J'ai toujours aimé les ruines et les vieilles pierres. Gamin, l'église effondrée (aujourd'hui totalement disparue hélas) s'élevant à quelques encablures du village ancestral me fascinait. J'ai toujours aimé visiter les châteaux, et plus ils étaient déglingués, plus ça me plaisait. Un lieu comme les Arènes de Lutèce, magique, s'étendant à une porte cochère d'une rue banale et constituant une bulle intemporelle dans la cité, m'apaise à tout coup. Non loin de chez moi, la carcasse vide d'une tour médiévale dont l'intérieur est effondré depuis des siècles m'attire lors de mes promenades.
Des gens de mon entourage se piquent de psychogéographie, d'autres
d'urbex. Ma ruinophilie se situe sans doute quelque part entre les deux.
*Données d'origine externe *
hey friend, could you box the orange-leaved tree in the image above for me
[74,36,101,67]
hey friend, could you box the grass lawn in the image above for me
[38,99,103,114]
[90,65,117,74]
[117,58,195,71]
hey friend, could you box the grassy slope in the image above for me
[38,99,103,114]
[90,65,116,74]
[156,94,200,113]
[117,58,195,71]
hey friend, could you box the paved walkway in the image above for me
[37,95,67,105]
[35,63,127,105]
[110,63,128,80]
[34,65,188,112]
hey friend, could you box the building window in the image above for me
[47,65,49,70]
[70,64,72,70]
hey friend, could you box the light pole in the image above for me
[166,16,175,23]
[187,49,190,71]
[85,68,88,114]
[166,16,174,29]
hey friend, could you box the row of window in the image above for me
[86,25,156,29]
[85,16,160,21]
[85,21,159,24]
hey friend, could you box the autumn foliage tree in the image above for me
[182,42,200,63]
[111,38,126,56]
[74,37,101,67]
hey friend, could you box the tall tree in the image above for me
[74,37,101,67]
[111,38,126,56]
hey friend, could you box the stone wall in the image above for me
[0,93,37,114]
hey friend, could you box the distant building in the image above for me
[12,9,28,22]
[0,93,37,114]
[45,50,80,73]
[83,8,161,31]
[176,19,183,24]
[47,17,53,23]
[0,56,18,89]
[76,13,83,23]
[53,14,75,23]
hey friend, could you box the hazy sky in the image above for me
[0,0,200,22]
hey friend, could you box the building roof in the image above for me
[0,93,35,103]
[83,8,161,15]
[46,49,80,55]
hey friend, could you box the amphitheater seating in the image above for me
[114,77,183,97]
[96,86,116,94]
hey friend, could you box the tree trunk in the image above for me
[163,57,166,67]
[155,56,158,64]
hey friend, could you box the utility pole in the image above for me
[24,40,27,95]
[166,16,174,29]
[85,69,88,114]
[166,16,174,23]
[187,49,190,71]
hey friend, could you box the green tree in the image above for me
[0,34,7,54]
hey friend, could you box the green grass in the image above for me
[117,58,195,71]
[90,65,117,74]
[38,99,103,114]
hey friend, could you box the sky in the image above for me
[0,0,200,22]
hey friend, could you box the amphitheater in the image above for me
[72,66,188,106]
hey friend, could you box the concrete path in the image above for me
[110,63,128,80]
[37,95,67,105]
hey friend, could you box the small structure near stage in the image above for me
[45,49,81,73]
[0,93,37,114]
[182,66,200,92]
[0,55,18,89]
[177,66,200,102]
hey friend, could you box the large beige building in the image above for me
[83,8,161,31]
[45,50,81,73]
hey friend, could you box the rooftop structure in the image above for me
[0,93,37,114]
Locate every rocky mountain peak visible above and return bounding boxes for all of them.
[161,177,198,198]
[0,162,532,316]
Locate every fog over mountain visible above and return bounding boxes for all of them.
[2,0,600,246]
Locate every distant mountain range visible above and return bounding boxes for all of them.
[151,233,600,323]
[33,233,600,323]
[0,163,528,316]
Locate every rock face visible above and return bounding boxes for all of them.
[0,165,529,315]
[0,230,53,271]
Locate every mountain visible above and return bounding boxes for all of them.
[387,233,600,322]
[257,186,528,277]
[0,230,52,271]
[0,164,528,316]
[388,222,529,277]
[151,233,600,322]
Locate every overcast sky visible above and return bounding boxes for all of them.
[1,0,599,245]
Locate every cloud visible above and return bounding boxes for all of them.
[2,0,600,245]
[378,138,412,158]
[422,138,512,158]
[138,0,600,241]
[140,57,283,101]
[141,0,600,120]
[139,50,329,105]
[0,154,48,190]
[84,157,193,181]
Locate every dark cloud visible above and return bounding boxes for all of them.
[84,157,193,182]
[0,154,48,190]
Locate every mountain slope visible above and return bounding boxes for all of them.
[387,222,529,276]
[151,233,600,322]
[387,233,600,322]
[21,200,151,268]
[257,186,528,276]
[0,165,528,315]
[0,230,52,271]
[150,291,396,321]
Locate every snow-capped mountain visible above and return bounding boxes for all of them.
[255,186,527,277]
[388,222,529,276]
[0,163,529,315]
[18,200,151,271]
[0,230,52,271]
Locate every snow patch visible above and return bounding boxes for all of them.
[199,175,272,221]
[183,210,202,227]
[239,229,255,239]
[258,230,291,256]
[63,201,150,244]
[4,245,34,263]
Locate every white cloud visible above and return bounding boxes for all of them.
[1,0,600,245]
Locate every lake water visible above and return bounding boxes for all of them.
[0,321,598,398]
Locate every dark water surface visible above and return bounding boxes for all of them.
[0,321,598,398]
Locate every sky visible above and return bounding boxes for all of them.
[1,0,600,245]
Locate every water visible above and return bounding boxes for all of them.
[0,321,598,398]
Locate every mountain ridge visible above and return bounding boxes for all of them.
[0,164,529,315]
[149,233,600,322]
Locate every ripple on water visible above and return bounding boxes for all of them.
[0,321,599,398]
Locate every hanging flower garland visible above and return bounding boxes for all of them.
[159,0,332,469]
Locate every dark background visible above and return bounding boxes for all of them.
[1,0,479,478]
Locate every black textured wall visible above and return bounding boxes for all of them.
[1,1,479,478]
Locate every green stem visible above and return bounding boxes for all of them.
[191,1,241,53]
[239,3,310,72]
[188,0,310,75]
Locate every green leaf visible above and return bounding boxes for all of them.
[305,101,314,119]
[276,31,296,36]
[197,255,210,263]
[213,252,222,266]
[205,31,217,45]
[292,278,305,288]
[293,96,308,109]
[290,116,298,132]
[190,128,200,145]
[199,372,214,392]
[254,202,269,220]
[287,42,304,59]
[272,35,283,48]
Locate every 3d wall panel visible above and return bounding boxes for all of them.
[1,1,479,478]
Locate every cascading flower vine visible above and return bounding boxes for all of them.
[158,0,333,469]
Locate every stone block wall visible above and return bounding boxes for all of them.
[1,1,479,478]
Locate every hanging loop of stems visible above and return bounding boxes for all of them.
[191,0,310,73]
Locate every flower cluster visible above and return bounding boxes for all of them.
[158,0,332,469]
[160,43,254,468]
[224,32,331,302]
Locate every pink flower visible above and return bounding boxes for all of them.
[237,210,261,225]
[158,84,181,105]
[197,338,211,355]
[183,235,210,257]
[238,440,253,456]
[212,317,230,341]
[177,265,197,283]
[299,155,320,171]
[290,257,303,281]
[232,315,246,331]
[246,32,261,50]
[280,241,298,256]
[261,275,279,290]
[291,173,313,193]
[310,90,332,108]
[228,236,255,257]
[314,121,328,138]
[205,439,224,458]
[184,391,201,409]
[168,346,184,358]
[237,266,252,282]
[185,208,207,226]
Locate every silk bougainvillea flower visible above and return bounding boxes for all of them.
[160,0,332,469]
Pas assez aventureux (et d'un format trop malcommode) pour aller
crapahuter dans des lieux où ma masse ferait craquer le plancher, pas
assez théoricien sans doute pour me lancer dans de grandes analyses (en
tout cas dans ce domaine précis), je me contente face aux murs branlants
hérités du passé de me livrer à un frisson esthétique, vaguement
synesthétique d'ailleurs, ou poétique.
Rien de très original à cela je crois, la chose me semble assez répandue. Il y a une beauté particulière des ruines, et nombre d'entre nous y sommes sensibles. La ruine constitue une forme de paradoxe, c'est un lieu dont la décrépitude anéantit l'utilité, mais qui dès lors a changé de nature, un lieu sur lequel le temps a exercé ses ravages, mais qui dès lors a un parfum d'éternité.
Les tronçons de colonnes grecques ou romaines font immédiatement naître en nous des images précises de ces époques disparues et nous font ressentir viscéralement la profondeur temporelle dans laquelle nous nous inscrivons collectivement avec et par rapport à elles. La ruine demeure, et nous rappelle à l'impermanence. Elle est le memento mori des civilisations qui, selon Valéry, se savent mortelles, au moins inconsciemment.
Elles sont aussi ce qui nous empêche souvent de penser le passé tel qu'il était. Tout film de chevalerie nous présente des murailles déjà verdies par des siècles de lichens et de mousses, tout péplum des statues de marbre nu, dont la peinture polychrome s'est écaillée depuis longtemps. Représenter la forteresse du douzième siècle avec ses murailles en pierre de taille d'un blanc crémeux éclatant nous semblerait toc. Représenter un temple d'Artémis avec ces colonnes et ses statues fraîchement repeintes heurterait nos représentations les mieux ancrées.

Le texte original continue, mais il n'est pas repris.